Expert Commentary and Clinical Implications
The inclusion of T1 mapping in a clinical score is a significant step forward. Traditionally, T1 mapping was viewed as a research tool due to the lack of standardization. However, by demonstrating that the prognostic value is consistent across sequences, this study validates its use in routine clinical care. Clinicians can now use native T1 as a quantitative marker to refine risk stratification.

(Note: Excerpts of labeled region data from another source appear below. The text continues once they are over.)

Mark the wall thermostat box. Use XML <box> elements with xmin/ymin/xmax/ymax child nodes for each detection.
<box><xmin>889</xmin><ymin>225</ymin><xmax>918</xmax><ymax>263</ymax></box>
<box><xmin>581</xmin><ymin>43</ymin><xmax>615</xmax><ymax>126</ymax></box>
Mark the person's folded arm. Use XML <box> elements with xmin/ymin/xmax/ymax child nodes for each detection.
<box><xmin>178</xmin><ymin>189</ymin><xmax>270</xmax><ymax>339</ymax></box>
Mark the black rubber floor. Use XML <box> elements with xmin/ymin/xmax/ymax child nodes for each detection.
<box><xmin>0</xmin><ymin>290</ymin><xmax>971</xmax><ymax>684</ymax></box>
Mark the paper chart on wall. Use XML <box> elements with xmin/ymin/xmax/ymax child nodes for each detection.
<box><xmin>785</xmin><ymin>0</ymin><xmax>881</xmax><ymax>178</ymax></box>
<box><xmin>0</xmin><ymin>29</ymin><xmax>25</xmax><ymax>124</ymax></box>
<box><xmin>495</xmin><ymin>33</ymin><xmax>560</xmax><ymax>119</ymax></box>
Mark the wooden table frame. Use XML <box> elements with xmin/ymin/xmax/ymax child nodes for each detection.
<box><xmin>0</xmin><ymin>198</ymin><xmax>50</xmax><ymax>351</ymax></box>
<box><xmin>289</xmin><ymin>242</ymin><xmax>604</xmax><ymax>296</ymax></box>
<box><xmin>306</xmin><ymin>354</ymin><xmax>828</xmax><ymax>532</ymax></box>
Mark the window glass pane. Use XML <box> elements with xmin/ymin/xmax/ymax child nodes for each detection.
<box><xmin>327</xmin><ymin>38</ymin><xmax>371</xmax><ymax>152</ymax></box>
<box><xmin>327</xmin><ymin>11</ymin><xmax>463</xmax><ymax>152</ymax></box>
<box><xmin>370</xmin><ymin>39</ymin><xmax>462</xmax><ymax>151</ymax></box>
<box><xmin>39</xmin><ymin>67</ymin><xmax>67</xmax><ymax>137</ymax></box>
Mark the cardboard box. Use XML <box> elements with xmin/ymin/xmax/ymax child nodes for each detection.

From a mechanistic perspective, the data supports the theory that myocardial storage is not merely a bystander but a precursor to the inflammatory and fibrotic cascades that drive arrhythmias and heart failure. The fact that normal T1 correlates with an event-free course reinforces the importance of early intervention before Gb3 accumulation becomes detectable by CMR. However, some limitations must be acknowledged. As an observational study, it cannot definitively prove that early treatment based on T1 values will prevent future events, although it provides a strong rationale for such a strategy. Additionally, the relatively small number of events (27) suggests that larger, multicenter cohorts will be needed to further refine the score’s calibration.
Conclusion
The study by Camporeale et al. provides a robust framework for predicting cardiovascular risk in Fabry Disease. By integrating age, LVMI, LGE extent, and septal T1 values into a unified score, clinicians can more accurately identify high-risk patients who may benefit from closer monitoring or intensified therapy. Furthermore, the high negative predictive value of normal T1 mapping offers a reliable method for identifying low-risk individuals, potentially reducing the burden of frequent clinical interventions for these patients. This score represents a significant advancement in the personalized management of Fabry cardiomyopathy.
References
Camporeale A, Guida G, Pieroni M, Pieruzzi F, Lusardi P, Ferraresi M, Econimo L, Burlina A, Mignani R, Graziani F, Milani V, Ambrogi F, Tondi L, Disabato G, Attanasio A, De Angeli G, Chow K, Spagnolo P, Carrafiello G, Lombardi M. Prognostic role of myocardial storage, hypertrophy and inflammation/fibrosis in Fabry Cardiomyopathy: a new predictive score including T1 values. Eur Heart J Qual Care Clin Outcomes. 2025 Dec 15:qcaf154. doi: 10.1093/ehjqcco/qcaf154. PMID: 41392709.